1. Introduction:

K-Nearest Neighbor or KNN is a supervised machine learning algorithm used for both Classification and Regression tasks. However, most often it is used for classification problems. It is a very useful algorithm in the case of small datasets, as it requires a lot of time and memory.

2. Properties of KNN:

  • Lazy learning algorithm − KNN is a lazy learning algorithm because it does not explicitly learn the model, but it saves all train data as it is in the training phase and at the testing phase, it uses whole train data for prediction. This means the training process is very fast, but the real concern is with large memory consumption to save all training data.
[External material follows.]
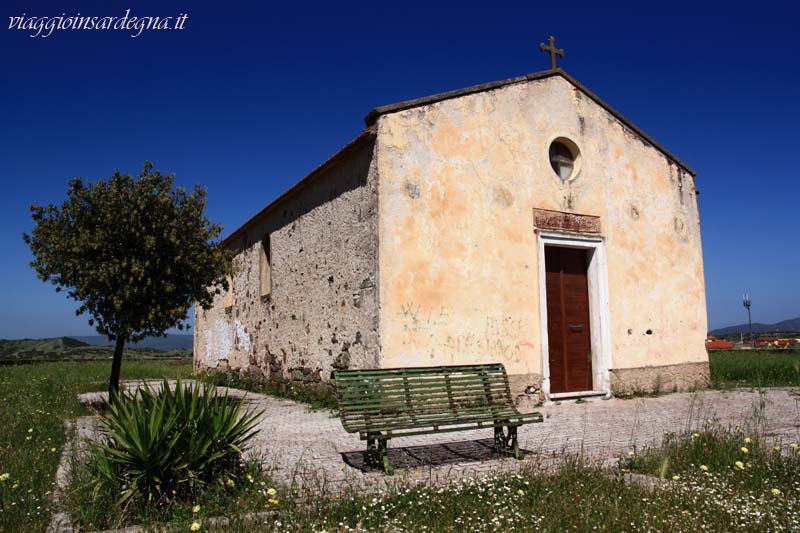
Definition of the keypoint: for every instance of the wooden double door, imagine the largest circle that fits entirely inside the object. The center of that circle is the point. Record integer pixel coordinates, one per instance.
(569, 338)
And time complexity at testing phase because it requires to run through all train data
  • Non-parametric learning algorithm − KNN is also a non-parametric learning algorithm because it doesn’t assume anything about the underlying data

3. Steps of KNN algorithm:

KNN algorithm uses feature similarity to predict the values of new data points, which means that the new data point will be assigned a value based on how closely it matches the points in the training set. Below are the steps of KNN in the case of Classification and Regression:

Step 1 − The first step is to load the training as well as test data

Step 2 − Next, we need to choose the value of K, i.e. the nearest data points. K can be any integer

Step 3 − For each point in the test data, do the following:

  • 3.1 − Calculate the distance between test data and each row of training data with the help of the Euclidean, Manhattan, Minkowski, or Hamming distance. The most commonly used method to calculate distance is Euclidean
  • 3.2 − Now, based on the distance value, sort them in ascending order
  • 3.3 − Next, it will select the top K rows from the sorted array
  • 3.4 − Now, based on the type of model-Regression/Classification, follow the below next step:
  • 3.4.1 — In the case of Classification, assign a class to the test point which is equal to the majority vote or most frequent class of the K-selected rows. If K is even, then majority votes can result in ties, it is advised to avoid even value for K
  • 3.4.2 — In the case of Regression, assign a value to the test point which is equal to the mean of the K-selected rows.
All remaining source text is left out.